Summary and Analysis by Chapter

Book 1: Chapters 1–5

The author makes fun of the "begin from the beginning" novel by giving us the details not of his birth but of his very conception. From the first sentence he establishes his presence, that of a person with lots of opinions. He is the person and the writer who is the natural outcome of the events that he pictures for us from Chapter 1 onward. The ideas of his father have taken firm hold in his mind, and he is the embodiment of things gone wrong. In a way, his book goes wrong from the beginning: instead of giving the reader straightforward facts, he gives minute background and precise explanations about that background. He goes into detail about the details — a propensity that he has obviously inherited from his father.

In addition to establishing his own presence, he shows us without preliminaries his mother and father in bed on that evening. It is as if he has suddenly raised a curtain on the actors who are waiting to begin their performance. At their very first appearance in the book, Mr. and Mrs. Shandy are as vivid and three-dimensional as they are whenever the stage is given over to them, whether for a brief flash or for an extended sequence.
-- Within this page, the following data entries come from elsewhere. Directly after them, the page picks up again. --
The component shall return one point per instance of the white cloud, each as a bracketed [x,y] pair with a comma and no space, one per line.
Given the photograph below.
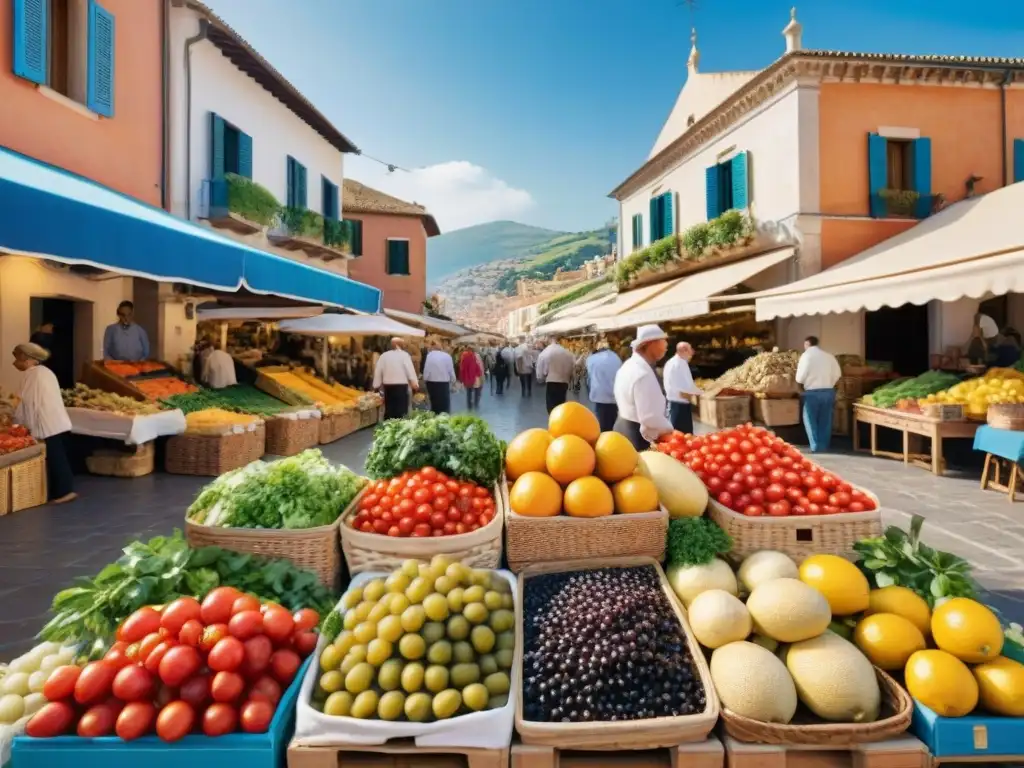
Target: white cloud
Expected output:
[458,193]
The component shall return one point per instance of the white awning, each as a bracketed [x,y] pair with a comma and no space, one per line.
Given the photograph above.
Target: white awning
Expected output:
[973,248]
[691,295]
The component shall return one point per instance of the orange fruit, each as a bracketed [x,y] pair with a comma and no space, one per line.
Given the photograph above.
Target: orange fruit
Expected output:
[525,453]
[569,458]
[588,497]
[536,495]
[571,418]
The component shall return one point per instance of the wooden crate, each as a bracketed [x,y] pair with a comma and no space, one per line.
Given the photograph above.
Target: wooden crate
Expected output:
[397,754]
[898,753]
[700,755]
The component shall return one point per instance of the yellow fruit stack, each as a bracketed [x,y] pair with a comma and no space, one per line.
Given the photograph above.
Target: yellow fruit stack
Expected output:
[573,468]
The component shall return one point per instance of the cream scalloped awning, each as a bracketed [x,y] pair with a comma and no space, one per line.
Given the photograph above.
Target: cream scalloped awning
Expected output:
[971,249]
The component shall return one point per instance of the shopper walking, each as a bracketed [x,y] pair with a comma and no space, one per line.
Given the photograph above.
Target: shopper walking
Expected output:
[678,386]
[554,369]
[42,412]
[817,373]
[438,376]
[602,366]
[394,375]
[638,394]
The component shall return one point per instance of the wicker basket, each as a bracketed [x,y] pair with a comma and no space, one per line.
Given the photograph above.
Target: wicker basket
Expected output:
[643,734]
[291,436]
[366,552]
[798,536]
[534,541]
[806,730]
[312,549]
[210,456]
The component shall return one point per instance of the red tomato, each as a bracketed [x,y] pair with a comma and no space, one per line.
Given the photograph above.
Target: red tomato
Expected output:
[138,625]
[219,719]
[175,721]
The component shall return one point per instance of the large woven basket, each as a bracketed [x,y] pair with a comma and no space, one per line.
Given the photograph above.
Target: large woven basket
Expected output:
[312,549]
[210,456]
[291,436]
[534,541]
[798,537]
[806,730]
[478,549]
[642,734]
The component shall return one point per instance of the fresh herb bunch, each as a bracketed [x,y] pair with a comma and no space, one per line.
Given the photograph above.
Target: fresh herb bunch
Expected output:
[164,568]
[899,558]
[695,541]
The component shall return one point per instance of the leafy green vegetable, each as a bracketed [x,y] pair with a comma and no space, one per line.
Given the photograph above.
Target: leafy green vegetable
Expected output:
[901,559]
[460,445]
[301,492]
[157,571]
[695,541]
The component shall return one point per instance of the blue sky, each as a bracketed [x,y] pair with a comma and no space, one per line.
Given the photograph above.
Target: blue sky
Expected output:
[535,110]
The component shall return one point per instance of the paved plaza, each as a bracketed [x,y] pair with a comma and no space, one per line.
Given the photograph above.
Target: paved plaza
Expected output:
[43,550]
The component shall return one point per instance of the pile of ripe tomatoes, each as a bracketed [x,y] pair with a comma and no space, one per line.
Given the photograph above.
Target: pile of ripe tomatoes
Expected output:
[211,668]
[752,471]
[424,503]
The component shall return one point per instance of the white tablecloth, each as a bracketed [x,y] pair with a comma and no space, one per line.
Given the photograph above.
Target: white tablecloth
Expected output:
[134,430]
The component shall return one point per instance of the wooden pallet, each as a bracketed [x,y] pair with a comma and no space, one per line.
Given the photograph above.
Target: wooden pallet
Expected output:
[898,753]
[397,754]
[700,755]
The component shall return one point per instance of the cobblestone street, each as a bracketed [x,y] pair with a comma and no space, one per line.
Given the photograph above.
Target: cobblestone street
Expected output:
[42,550]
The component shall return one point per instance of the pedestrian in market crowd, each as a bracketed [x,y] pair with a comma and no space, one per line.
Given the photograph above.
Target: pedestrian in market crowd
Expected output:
[125,340]
[678,386]
[42,412]
[638,393]
[438,375]
[554,369]
[394,375]
[602,366]
[817,373]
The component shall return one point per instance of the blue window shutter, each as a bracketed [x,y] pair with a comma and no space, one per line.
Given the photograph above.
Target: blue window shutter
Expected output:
[740,183]
[31,26]
[878,173]
[711,192]
[245,155]
[99,90]
[216,146]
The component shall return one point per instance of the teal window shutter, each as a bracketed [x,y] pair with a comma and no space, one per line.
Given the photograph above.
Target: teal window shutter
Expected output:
[99,81]
[878,173]
[922,148]
[740,181]
[245,155]
[712,193]
[29,40]
[216,146]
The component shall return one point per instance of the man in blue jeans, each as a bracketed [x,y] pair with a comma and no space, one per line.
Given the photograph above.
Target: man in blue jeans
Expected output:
[817,373]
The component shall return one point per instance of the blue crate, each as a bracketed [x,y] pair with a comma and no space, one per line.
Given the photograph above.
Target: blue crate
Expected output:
[249,750]
[971,736]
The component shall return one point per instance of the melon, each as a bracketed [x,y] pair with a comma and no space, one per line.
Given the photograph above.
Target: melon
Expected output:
[753,683]
[788,610]
[835,680]
[718,617]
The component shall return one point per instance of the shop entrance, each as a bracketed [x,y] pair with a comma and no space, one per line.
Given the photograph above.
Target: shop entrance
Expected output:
[900,335]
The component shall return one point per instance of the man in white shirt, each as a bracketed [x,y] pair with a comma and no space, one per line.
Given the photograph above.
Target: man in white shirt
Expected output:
[678,386]
[638,393]
[438,374]
[601,369]
[394,374]
[554,369]
[817,373]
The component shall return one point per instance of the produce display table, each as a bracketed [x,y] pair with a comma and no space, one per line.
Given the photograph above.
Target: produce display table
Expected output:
[910,424]
[1000,445]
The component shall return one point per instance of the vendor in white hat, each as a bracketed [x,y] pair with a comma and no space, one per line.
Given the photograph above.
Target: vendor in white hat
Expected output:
[638,394]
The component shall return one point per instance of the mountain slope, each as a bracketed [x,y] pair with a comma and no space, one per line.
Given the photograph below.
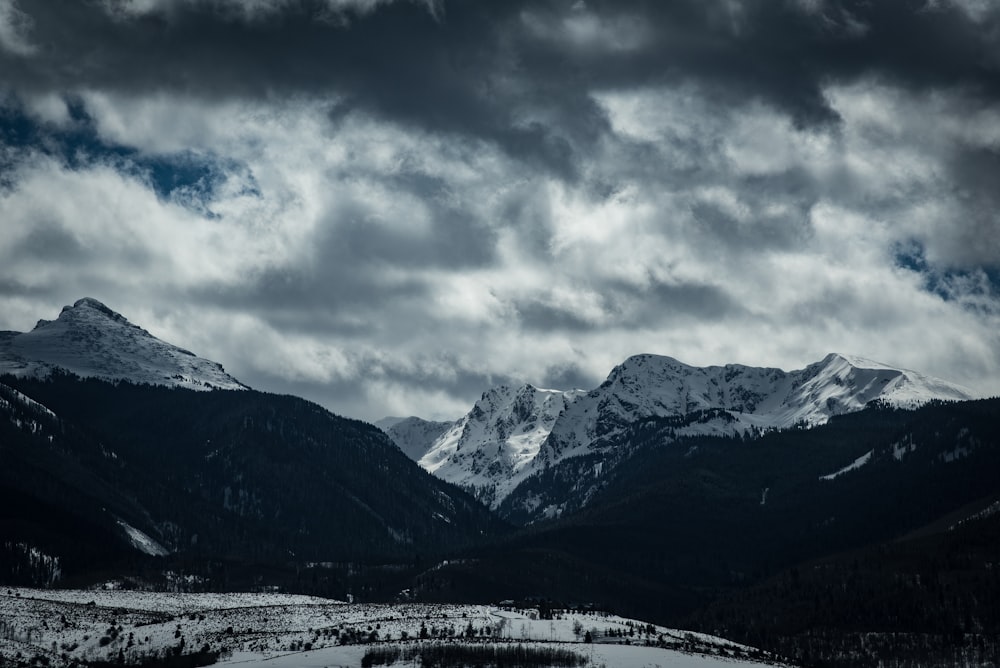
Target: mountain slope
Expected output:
[513,434]
[492,448]
[413,435]
[90,340]
[236,474]
[679,524]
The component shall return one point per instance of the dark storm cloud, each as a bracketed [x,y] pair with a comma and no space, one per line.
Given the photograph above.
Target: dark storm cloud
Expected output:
[391,210]
[474,68]
[624,305]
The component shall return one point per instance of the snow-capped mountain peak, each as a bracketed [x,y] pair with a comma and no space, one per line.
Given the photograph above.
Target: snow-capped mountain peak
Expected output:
[91,340]
[491,449]
[512,433]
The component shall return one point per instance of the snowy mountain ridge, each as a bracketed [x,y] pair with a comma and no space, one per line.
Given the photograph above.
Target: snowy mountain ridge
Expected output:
[513,433]
[493,447]
[90,340]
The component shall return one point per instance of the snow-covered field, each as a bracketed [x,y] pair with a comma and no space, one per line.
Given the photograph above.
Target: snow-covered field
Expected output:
[285,631]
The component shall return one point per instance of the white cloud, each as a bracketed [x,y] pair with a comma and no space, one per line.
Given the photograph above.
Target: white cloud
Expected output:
[15,30]
[385,270]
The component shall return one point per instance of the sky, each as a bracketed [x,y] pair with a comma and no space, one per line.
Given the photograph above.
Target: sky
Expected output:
[389,206]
Several important motifs appear in these first chapters. One of them is the Lockean theory of Associationism, introduced in Chapter 1. Two or more ideas become associated in someone's mind; when one of these ideas occurs to him, the other occurs with it automatically. They are inseparably linked. This is a kind of "madness" that periodically springs up in Mrs. Shandy and Uncle Toby, especially in the latter, and naturally they have no control over it. Some of the funniest situations in the book derive from such associated ideas.